Effective Attention-Based Mechanism for Masked Face Recognition
Round 1
Reviewer 1 Report
The manuscript proposes a variety of depth learning methods based on convolution block attention module (CBAM) and angle edge arc loss. In this model, CBAM is combined with convolutional neural network (CNNs) to extract the feature map of the input image, especially the feature map of the periocular region.
The method is evaluated by the famous mask image LFW, agedb-30, CFP FP and real mask image MFR2 validation data sets. Many experiments show that this method provides an improvement for MFR com-22, which is compared with the most advanced method at present.
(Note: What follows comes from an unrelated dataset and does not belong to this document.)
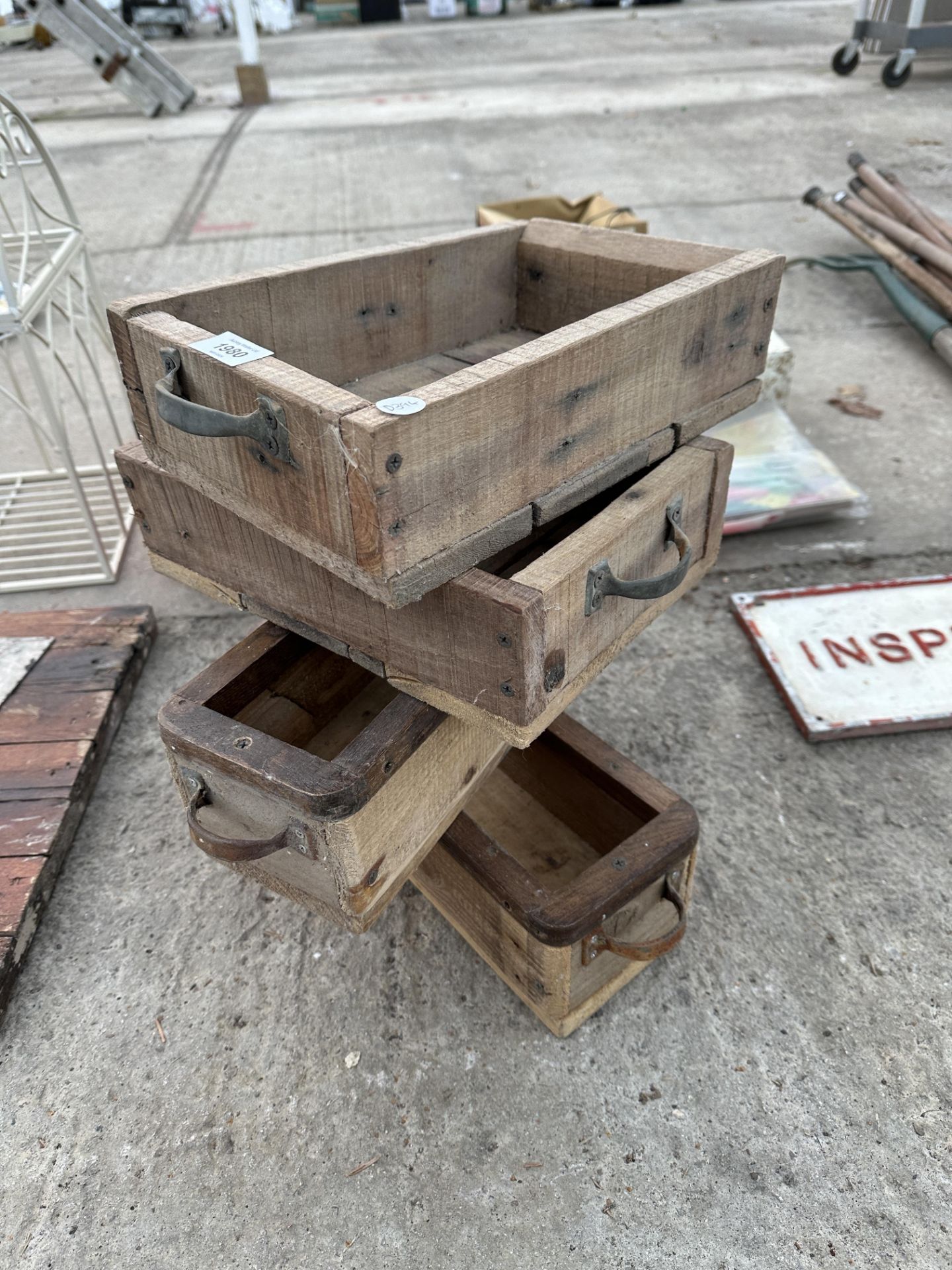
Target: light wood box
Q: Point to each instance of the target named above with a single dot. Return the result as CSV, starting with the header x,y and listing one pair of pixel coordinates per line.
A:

- Introduction to the manuscript. In order to better guide readers to read the article, it is suggested to add some content to the introduction part of the manuscript and arrange the rest of the manuscript. Please refer the recent papers: Chenggang Yan, Biao Gong, Yuxuan Wei, Yue Gao, “Deep Multi-View Enhancement Hashing for Image Retrieval”, IEEE Transactions on Pattern Analysis and Machine Intelligence, 2020.Chenggang Yan, Zhisheng Li, Yongbing Zhang, Yutao Liu, Xiangyang Ji, Yongdong Zhang, “Depth image denoising using nuclear norm and learning graph model”, ACM Transactions on Multimedia Computing Communications and Applications 2020.Chenggang Yan, Yiming Hao, Liang Li, Jian Yin, Anan Liu, Zhendong Mao, Zhenyu Chen, Xingyu Gao, “Task-Adaptive Attention for Image Captioning”, IEEE Transactions on Circuits and Systems for Video Technology, 2021. Chenggang Yan, Tong Teng, Yutao Liu, Yongbing Zhang, Haoqian Wang, Xiangyang Ji, “Precise No-Reference Image Quality Evaluation Based on Distortion Identification”, ACM Transactions on Multimedia Computing Communications and Applications 2021.Chenggang Yan, Lixuan Meng, Liang Li, Jiehua Zhang, Jian Yin, Jiyong Zhang, Zhan Wang, Bolun Zheng, “Age-Invariant Face Recognition By Multi-Feature Fusion and Decomposition with Self-Attention”, ACM Transactions on Multimedia Computing Communications and Applications 2021
- About the picture annotation of the manuscript. In order to make readers better distinguish between the text and notes, it is suggested that the font of the notes part of the manuscript is different from that of the text part, which can remind readers and make the boundary of the article clearer.
- The manuscript proposes an MFR method based on deep learning network structure. The method focuses on the unobstructed information part of the mask (i.e. the area around the eyes) based on the attention module and the missing arc of the corner edge.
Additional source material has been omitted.